Yuming Li, Yikai Wang, Yuying Zhu, Zhongyu Zhao, Ming Lu, Qi She, Shanghang Zhang

Outline

This paper discusses recent advances in Guided Reward Policy Optimization (GRPO), which improves human preference alignment in image and video generation models. Existing GRPO suffers from high computational costs due to on-policy rollout and excessive Stochastic Differential Equation (SDE) sampling steps, as well as training instability caused by sparse rewards. To address these issues, we propose BranchGRPO, a novel method that introduces a branching sampling policy to update the SDE sampling process. By sharing computation across common prefixes and pruning low-reward paths and redundant depths, BranchGRPO significantly reduces per-update computational costs while maintaining or improving exploration diversity. Key contributions include reduced rollout and training costs through branching sampling techniques, a tree-based benefit estimator that incorporates dense process-level rewards, and improved convergence and performance through pruning strategies that leverage path and depth redundancy.

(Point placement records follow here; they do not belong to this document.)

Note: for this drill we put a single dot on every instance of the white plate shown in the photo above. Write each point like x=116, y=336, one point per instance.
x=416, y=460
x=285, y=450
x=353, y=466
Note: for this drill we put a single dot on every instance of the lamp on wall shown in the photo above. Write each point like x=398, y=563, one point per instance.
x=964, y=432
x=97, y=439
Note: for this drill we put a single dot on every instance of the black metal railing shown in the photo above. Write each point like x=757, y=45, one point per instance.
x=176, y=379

Experimental results demonstrate that BranchGRPO improves alignment scores by 16% and reduces training time by 50% compared to a robust baseline model.

Takeaways, Limitations

Takeaways:
We present a novel method (BranchGRPO) that effectively addresses the computational cost and training instability issues of GRPO.
Improving human preference alignment performance of image and video generation models by reducing training time (50%) and improving alignment scores (16%).
We present novel techniques such as branch sampling, tree-based advantage estimators, and pruning strategies.
Limitations:
Further research is needed on the generalization performance of the proposed method.
Additional experiments on various datasets and models are needed.
Possible lack of detailed description of the complexity and optimization process of dense compensation design.